I understood the bone-deep weariness. After five relentless hours of what we’d done last night... even Emma’s formidable teenage stamina, her sheer physical resilience, had finally hit a wall.
She was human, gloriously and achingly so. And I... I was something else now. The supernatural energies coiling within me, the alien strength humming in my veins, they didn’t tire like hers. They demanded, they consumed, they changed.
Her action, seeking refuge in the solid warmth of my chest, raised no immediate eyebrows from the others either.
This was sanctuary, a familiar ritual. The twins, Sarah and Emma, had done this since childhood, seeking comfort after bad dreams or scraped knees or whatever reason they came up with to cuddle with their little brother.
Sarah had largely outgrown it, reserving such closeness for rare moments of extreme distress or unknowingly like how she’d fallen asleep on my shoulder in our old house back when I just got the system.

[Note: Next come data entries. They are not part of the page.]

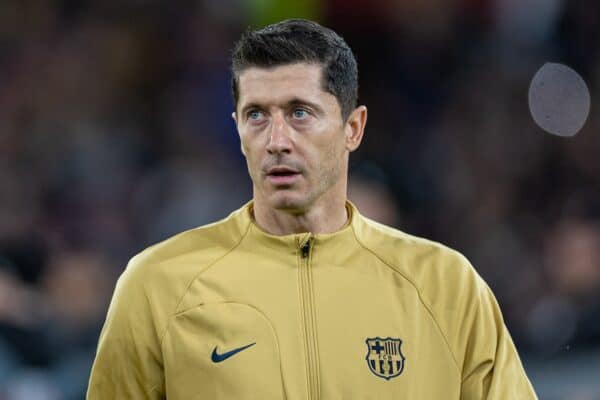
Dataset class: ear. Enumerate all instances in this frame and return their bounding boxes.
[344,106,367,152]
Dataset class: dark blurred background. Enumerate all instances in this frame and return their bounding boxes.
[0,0,600,400]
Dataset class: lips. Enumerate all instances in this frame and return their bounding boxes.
[267,167,298,176]
[267,166,300,186]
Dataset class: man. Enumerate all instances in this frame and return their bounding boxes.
[88,20,536,400]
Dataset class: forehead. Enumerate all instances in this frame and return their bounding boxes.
[238,63,336,107]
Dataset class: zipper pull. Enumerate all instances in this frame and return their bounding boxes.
[302,240,310,258]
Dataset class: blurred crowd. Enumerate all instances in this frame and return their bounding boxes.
[0,0,600,400]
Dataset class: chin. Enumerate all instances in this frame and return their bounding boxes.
[269,193,309,212]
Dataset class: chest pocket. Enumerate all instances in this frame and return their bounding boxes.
[163,302,285,400]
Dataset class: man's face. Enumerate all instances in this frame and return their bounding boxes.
[234,63,353,213]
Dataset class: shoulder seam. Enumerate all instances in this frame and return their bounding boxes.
[159,219,252,350]
[352,223,462,376]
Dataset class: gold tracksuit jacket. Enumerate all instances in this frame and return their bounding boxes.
[87,203,536,400]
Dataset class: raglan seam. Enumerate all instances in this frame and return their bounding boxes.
[159,217,252,349]
[352,225,462,376]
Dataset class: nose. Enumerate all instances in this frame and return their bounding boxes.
[267,113,292,154]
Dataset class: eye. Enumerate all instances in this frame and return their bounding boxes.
[247,110,263,121]
[292,108,309,119]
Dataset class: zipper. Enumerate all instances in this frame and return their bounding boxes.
[299,235,320,400]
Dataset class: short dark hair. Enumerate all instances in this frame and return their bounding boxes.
[231,19,358,121]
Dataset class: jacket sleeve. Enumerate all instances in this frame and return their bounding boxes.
[461,279,537,400]
[86,263,165,400]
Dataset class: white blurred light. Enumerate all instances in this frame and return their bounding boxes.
[529,63,590,137]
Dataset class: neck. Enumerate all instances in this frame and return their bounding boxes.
[254,193,348,235]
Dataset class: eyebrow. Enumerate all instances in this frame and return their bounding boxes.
[240,97,325,115]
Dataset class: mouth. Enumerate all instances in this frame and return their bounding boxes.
[267,167,300,185]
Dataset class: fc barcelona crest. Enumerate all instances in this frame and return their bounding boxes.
[366,337,404,381]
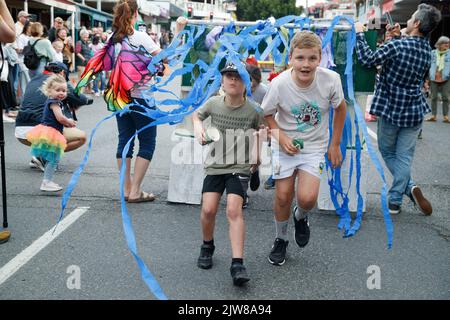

But for Emma? This spot had always held deeper significance.
Only, in the past, she’d cloaked it in a veil of teasing deniability. She’d drape herself over me, laughing, claiming she was "teaching me" so I "wouldn’t freeze up" if a girl ever deigned to touch me.
It was a flimsy façade, brittle even then. Yesterday, peeling back the layers of our explosive new reality, I’d finally uncovered the raw, vulnerable truth beneath the lies: this wasn’t education. This was home. This was safety. This was where she’d always longed to be.
Mom watched us for a long moment from the kitchen doorway, her expression a complex tapestry of maternal concern, bewilderment, and a flicker of that repressed urge to reach out.
She hovered, then finally sighed, quietly gathering her purse and coat for the hospital. Afternoon to midnight on Fridays and Saturdays she’s always on duty.
Sunday was her only respite.
"Okay, honey," she murmured, more to the space around us than to Emma directly. "Call if you need anything. Love you both." Her gaze lingered on Emma’s peaceful face nestled against me, then shifted to mine, holding a thousand unspoken questions, kissed us both before she turned and left, the door closing with a soft finality.
Silence descended, heavier now. Charlotte, perched stiffly in the armchair opposite us, hadn’t moved. She simply watched, her posture rigid, her eyes sharp and unreadable as they tracked Emma’s sleeping form, then flicked up to meet mine.
There was no judgment in her stare, not exactly. It was more... assessment. Calculated observation of this new, untenable dynamic.

Three hours later, we emerged disheveled but satisfied. Charlotte was gone, but evidence of her departure sat accusingly on the dining table: a handwritten note in her precise script. Shameless and moral-less siblings.